Ein unbekannte Computer-Hacker räumte den Jackpot (so nennt man den gesamten Inhalt aller eingeschobenen Geldkassetten, das kann schon mal eine halbe Million Euro sein) eines Geldautomaten sowohl im Postbank Finanzcenter in der Heinsestraße 36 in Berlin Hermsdorf als auch in der Kreissparkasse in Esslingen am Neckar in Baden-Württemberg an ein und demselben Tag ab, ohne dafür eine eigene Geldkarte oder eine gestohlene fremde Geldkarte zu benutzen. Er hackte sich jeweils in die Steuerungselektronik eines Geldautomaten.

Gestutzter Dreitagebart, große schwarzumrandete Brille, graues Basecap - so sah der Computerhacker aus, der am 9. August 2015 morgens die Kreissparkasse in Esslingen und abends die Posbank in Berlin Hermsdorf um große Summen aus jeweils einem Geldautomaten erleichterte, in dem er die Steuerungselektronik manipulierte. (Foto: Polizei)
Gestutzter Dreitagebart, große schwarzumrandete Brille, graues Basecap – so sah der Computerhacker aus, der am 9. August 2015 morgens die Kreissparkasse in Esslingen und abends die Posbank in Berlin Hermsdorf um große Summen aus jeweils einem Geldautomaten erleichterte, in dem er die Steuerungselektronik manipulierte. (Foto: Polizei)

Dieses zweifache Jackpotting geschah bereits am 9. August 2015.

Die Polizei sucht immer noch nach dem mutmaßlichen Computerbetrüger und veröffentlichte heute Bilder aus den Überwachungskameras beider Geldhäuser, auf denen der mutmaßliche Täter gut zu erkennen ist.

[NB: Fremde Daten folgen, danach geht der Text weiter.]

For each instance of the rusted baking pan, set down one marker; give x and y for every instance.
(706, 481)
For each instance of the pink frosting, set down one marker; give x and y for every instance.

Während der "Arbeit" in der Kreissparkasse Esslingen telefonierte der Hacker mti seinem weißen Handy, das er auch in der Postbank in Berlin stets in der Hand hielt. (Foto: Polizei)
Während der „Arbeit“ in der Kreissparkasse Esslingen telefonierte der Hacker mit seinem weißen Handy, das er auch in der Postbank in Berlin stets in der Hand hielt. (Foto: Polizei)

Auffallend dabei: Er hat stets ein weißes Handy in der Hand, mit dem er während der ersten Tat auch mit jemandem telefonierte.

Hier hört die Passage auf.